- Business Email Compromise is not new, but it is on the rise
- Remote work is a contributor to its rapid spread
- Malware is also a threat, and gains entrance via email
BEC, or business email compromise, is a species of scam that has been around for as long as businesses have used email. However, the sharp spike in remote working arrangements (including permanent changes to remote work) spurred by the COVID-19 pandemic has made it a much more tempting (and fruitful) target for scamsters. Attackers are taking advantage of the new need for off-site communications from employee home networks to their employers’ corporate networks.
via Digital Insights
There are five basic kinds of BEC Schemes:
- Bogus Invoice Scheme
- CEO Fraud
- Account Compromise
- Attorney Impersonation
- Data Theft
"BEC claims are one of the primary cyber insurance claims in 2020 and are consistently on the rise. The FBI has issued warnings about the rise of BEC exploits, which were responsible for over $1.77 billion in losses in 2019.
According to cybersecurity firm Proofpoint Inc., COVID-19-related “phishing” attacks have been increasing daily since January. These phishing emails contain content such as advice to employers on combatting COVID-19 in the workplace, false invoices for purchases of medical and cleaning equipment, and fake alerts from health or government organizations related to COVID-19, and often appear to be from legitimate organizations. When these emails are opened, malware is released, which allows the attacker to access and potentially compromise an employer’s network security. These compromised email accounts then serve as an attack route to the employer’s larger computer network."

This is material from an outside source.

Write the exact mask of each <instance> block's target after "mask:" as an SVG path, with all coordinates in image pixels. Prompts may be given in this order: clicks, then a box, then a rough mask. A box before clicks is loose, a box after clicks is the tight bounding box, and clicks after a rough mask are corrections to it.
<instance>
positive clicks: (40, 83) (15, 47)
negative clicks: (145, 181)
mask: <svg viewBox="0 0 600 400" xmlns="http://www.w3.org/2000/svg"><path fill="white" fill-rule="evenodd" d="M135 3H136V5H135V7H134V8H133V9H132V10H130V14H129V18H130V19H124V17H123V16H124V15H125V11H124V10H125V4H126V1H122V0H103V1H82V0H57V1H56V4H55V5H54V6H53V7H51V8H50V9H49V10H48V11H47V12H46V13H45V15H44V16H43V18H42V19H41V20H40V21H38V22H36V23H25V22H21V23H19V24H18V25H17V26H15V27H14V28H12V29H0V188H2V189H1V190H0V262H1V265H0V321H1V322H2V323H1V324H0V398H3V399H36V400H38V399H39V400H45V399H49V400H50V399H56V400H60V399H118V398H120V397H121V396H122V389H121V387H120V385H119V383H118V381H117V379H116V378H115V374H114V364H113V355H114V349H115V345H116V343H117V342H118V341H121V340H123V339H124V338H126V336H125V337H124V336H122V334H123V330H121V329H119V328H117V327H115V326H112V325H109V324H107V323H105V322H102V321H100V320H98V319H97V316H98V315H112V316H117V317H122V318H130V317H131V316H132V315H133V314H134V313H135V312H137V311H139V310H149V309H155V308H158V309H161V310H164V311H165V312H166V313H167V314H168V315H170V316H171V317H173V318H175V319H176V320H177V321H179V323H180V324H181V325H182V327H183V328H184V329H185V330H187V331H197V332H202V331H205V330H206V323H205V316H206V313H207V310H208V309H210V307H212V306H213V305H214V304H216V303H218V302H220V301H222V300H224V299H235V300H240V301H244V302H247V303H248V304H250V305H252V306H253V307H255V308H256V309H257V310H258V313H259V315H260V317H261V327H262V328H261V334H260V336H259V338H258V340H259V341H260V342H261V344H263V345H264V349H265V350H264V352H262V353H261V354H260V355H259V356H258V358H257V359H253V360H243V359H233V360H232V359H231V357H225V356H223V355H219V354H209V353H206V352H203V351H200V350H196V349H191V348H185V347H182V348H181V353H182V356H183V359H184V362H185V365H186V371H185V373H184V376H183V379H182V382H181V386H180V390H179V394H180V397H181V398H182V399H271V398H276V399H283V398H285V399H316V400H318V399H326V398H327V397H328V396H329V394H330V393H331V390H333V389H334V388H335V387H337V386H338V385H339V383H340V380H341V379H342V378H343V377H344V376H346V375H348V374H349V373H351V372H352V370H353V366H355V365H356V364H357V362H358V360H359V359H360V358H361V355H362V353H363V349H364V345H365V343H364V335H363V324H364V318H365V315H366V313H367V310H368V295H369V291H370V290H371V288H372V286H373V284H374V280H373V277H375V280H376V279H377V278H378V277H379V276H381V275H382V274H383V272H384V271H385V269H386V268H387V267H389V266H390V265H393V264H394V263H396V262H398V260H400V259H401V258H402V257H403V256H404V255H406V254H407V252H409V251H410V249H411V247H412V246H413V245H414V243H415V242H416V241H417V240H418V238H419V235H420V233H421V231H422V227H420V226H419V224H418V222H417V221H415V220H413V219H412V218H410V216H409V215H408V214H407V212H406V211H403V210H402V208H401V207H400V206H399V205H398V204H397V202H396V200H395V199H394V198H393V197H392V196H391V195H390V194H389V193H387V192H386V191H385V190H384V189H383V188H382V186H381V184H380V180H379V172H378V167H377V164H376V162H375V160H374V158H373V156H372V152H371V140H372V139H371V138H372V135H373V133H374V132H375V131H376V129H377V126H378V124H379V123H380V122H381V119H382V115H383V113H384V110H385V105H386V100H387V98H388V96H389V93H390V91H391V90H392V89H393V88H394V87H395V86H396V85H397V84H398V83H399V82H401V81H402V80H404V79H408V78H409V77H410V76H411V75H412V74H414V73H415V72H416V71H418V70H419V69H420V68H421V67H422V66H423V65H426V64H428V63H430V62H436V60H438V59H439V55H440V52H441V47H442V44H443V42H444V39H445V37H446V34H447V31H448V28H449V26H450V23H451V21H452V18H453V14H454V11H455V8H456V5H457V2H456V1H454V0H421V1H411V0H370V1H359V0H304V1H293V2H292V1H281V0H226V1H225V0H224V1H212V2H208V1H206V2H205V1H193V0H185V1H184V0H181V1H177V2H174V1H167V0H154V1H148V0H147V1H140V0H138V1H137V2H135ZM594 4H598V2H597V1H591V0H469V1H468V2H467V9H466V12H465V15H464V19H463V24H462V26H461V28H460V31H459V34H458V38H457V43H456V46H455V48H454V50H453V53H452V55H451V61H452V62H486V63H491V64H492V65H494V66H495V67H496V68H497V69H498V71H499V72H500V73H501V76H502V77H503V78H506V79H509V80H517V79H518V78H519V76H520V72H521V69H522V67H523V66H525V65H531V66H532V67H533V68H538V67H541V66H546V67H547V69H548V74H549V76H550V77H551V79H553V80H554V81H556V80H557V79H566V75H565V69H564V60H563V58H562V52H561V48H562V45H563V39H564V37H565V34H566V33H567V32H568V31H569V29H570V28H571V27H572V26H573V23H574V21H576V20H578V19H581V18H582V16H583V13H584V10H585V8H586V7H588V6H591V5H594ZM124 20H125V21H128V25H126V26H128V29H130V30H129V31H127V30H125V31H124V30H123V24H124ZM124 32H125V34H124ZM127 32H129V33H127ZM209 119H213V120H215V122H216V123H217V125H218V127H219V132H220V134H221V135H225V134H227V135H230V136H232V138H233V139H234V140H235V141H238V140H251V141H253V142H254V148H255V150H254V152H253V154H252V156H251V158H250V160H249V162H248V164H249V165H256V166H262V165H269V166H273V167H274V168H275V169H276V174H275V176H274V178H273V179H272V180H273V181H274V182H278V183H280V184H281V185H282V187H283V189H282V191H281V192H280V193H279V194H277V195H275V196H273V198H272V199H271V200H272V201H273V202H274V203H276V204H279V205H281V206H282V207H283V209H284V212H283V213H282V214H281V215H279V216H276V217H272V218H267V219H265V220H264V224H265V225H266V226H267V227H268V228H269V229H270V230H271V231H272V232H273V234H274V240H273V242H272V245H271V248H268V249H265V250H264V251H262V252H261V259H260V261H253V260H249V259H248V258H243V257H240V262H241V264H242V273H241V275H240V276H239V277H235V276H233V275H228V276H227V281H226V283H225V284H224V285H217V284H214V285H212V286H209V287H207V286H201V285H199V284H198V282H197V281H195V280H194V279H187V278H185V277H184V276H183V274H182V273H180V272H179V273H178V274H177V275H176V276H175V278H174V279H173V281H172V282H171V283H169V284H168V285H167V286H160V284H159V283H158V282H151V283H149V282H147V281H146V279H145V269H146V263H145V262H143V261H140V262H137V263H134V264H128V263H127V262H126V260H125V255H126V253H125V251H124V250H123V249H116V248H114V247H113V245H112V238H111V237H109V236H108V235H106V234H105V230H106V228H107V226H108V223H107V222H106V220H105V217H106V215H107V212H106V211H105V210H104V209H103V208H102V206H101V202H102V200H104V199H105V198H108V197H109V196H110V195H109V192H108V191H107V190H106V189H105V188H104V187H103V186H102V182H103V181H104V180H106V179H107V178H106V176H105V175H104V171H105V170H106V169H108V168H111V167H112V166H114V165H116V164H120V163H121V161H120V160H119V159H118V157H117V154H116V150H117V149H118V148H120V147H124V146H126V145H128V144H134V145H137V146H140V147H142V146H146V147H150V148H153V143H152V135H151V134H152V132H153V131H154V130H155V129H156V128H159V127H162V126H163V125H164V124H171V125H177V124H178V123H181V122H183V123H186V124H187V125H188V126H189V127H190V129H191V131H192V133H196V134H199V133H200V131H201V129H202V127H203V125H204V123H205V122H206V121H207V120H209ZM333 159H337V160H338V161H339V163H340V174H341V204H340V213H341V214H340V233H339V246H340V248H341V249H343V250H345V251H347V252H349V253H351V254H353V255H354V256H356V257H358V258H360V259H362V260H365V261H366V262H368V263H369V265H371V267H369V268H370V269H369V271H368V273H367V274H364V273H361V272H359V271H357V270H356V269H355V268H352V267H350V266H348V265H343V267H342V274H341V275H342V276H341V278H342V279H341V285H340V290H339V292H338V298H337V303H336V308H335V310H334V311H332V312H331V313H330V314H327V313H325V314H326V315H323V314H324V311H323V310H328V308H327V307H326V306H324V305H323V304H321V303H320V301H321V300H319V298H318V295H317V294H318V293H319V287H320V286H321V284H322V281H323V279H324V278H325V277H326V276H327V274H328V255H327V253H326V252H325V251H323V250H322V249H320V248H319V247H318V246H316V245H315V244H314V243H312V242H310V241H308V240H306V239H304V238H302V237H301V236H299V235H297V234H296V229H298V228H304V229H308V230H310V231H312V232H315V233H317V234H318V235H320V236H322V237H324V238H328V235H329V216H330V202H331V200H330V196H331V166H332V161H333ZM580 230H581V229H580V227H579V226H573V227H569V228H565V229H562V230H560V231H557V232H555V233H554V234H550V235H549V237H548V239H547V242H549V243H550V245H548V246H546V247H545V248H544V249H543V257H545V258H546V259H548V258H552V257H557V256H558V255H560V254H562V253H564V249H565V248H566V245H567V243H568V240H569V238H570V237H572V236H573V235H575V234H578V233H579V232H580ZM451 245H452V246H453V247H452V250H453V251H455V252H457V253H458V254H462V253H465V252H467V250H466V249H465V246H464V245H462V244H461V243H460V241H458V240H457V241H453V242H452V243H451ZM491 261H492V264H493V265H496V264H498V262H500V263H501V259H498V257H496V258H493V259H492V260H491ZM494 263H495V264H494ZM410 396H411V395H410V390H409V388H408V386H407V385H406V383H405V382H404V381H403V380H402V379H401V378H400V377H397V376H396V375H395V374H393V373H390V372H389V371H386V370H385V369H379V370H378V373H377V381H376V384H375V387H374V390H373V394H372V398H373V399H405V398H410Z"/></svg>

But, while BEC scams were responsible for over $1.77 billion in losses in 2019, BEC scams skyrocketed 3,000% from mid-March through early June of 2020, according to mid-year analysis from the Agari Cyber-Intelligence Division (ACID).
Electronic payments usage is up, but with it comes privacy issues and the heightened BEC threat for businesses. In the face of such overwhelming fraud growth, many businesses are throttling back their acceptance of electronic payments, and in some cases insisting upon check payments. While the onus is on businesses to stay vigilant for fraud attempts, banks need to continual to modernize their platforms with technologies AI and deep learning to increase their ability to detect fraudulent checks to ensure their customers stay ahead of the fraud wave!